Sementara Ketut Toya Adnyana selaku Manajer Operasional obyek wisata Tanah Lot Tabanan, Bali, menerangkan untuk menghadapi hal itu pihaknya akan mengetatkan protokol kesehatan bagi para wisatawan yang datang.
"Kita di Tanah Lot terus mengimbau baik secara langsung, ataupun lewat media digital untuk selalu disiplin dengan prokes. Biasanya, prosedur kita di lapangan, pendekatan langsung atau pun lewat pengeras suara dan ada media tulisan juga," kata Adnyana saat dihubungi, Selasa (27/10).
Selain itu, di Tanah Lot juga menyediakan tempat cuci tangan dan melakukan pengukuran suhu sebelum wisatawan masuk ke lokasi. "Kalau kita tidak ada membatasi pengunjung. Karena, kawasan lumayan luas jadi tidak ada kerumunan pengunjung," imbuhnya.
Hal itu, dilakukan karena kapasitas total Tanah Lot dalam sehari bisa menampung 25.000 wisatawan. Sementara, pada liburan cuti bersama nanti kunjungan diprediksi ada di angka 2.000 wisatawan.
Ia juga menyampaikan, bahwa Tanah Lot juga terdampak saat pandemi Covid-19. Karena, itu terlihat dari jumlah kunjungan harian 600 orang dalam sehari.
"Harapannya khusus untuk pariwisata mudah-mudahan segera normal dan pintu wisatawan mancanegara segera dibuka yang tentunya akan mempengaruhi juga kondisi ekonomi Bali pada umumnya," ujar Adnyana.
Sementara Agus P Wardhana selaku Manajer restoran dan lounge Gong Jatiluwih, Tabanan, Bali, menyampaikan bahwa jumlah wisatawan akan meningkat saat libur panjang akhir Oktober Ini.
Kendati, Jatiluwi adalah wisata alam pihaknya tetap menerapkan protokol kesehatan dengan ketat bagi para wisatawan dan wajib menjalani pengukuran suhu dan mencuci tangan.

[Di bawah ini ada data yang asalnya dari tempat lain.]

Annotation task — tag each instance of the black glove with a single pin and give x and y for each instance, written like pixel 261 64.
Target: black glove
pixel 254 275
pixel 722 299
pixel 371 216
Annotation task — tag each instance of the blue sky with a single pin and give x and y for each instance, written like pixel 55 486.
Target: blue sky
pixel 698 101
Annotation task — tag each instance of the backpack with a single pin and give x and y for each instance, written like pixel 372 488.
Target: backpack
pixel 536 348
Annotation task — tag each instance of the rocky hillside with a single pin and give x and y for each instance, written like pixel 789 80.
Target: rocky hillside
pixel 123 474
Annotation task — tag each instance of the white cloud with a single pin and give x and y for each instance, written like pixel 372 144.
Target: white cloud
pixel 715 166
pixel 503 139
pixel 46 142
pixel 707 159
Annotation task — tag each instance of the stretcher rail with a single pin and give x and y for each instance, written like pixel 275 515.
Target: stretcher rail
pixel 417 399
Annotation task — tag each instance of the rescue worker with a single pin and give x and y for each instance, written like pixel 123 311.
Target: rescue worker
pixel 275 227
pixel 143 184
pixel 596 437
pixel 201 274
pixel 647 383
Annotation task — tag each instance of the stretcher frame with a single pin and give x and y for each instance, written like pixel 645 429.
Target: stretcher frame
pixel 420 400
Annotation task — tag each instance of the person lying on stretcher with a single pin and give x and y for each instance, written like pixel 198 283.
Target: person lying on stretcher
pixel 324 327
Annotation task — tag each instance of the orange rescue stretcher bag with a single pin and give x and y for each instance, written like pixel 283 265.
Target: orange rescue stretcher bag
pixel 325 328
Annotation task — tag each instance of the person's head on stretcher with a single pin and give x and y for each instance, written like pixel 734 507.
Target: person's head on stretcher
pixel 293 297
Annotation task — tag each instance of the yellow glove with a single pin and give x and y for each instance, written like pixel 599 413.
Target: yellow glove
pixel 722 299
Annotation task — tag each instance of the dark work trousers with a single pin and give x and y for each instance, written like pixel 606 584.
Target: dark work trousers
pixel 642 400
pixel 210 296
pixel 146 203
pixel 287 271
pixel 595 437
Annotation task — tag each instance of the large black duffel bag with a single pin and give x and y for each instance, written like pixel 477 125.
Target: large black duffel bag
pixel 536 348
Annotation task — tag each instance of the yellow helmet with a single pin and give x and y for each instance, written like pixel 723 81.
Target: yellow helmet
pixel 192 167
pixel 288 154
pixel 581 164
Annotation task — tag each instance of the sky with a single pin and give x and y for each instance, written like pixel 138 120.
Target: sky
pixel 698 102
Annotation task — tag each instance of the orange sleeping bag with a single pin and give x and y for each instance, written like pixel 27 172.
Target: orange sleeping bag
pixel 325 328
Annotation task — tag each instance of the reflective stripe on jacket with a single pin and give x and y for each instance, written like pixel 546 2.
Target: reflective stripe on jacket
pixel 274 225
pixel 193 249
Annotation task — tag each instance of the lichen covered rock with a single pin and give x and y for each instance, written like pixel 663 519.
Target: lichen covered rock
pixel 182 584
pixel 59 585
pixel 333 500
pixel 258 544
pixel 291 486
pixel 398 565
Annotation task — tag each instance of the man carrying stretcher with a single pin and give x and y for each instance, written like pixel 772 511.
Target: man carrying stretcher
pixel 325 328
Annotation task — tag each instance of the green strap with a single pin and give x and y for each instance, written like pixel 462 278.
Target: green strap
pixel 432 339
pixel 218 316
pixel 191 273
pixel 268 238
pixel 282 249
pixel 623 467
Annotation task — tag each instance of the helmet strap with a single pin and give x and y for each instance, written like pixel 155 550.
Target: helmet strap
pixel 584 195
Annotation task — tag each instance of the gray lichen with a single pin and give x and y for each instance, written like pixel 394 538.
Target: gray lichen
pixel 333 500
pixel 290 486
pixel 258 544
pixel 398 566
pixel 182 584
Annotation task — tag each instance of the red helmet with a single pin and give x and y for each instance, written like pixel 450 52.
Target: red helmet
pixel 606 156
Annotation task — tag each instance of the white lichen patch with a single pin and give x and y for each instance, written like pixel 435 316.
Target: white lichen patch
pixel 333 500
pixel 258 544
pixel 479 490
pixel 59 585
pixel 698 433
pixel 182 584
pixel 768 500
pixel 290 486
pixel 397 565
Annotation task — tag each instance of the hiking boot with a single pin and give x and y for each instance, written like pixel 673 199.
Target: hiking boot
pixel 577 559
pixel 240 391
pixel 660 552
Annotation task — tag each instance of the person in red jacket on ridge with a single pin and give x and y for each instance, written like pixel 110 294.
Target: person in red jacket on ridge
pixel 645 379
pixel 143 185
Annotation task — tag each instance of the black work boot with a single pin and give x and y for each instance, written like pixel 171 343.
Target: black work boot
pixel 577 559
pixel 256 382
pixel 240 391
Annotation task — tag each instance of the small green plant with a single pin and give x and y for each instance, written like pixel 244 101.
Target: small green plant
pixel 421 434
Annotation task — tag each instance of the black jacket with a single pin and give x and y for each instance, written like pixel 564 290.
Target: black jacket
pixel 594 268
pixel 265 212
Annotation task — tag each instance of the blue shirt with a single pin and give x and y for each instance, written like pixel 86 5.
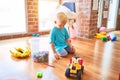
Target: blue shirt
pixel 58 37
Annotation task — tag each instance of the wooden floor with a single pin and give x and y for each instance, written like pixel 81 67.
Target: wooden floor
pixel 101 60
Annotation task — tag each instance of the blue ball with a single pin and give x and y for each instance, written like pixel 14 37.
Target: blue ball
pixel 114 38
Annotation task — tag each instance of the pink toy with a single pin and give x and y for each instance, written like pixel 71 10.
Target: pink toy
pixel 108 36
pixel 119 76
pixel 72 32
pixel 102 29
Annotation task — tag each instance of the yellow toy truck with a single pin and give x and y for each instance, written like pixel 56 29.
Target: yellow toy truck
pixel 75 67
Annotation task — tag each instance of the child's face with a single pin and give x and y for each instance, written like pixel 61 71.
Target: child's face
pixel 61 20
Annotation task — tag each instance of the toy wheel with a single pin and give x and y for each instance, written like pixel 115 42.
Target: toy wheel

Selain itu, juga ada pembatasan pengunjung untuk menghindari kerumunan dan pihaknya memprediksi kunjungan ke Jatiluwih saat ini rata-rata 100 dan bisa mencapai 300 saat akhir pekan.
"Peningkatan mungkin mulai hari Kamis atau Jumat ini," ujarnya.
Selain itu, ia juga berharap pandemi Covid-19 segera berakhir dan pariwisata di Pulau Dewata kembali pulih. "Sebab Bali merupakan salah satu destinasi wisata dunia dan perekonomian masyarakatnya sangat bergantung pariwisata," ujarnya.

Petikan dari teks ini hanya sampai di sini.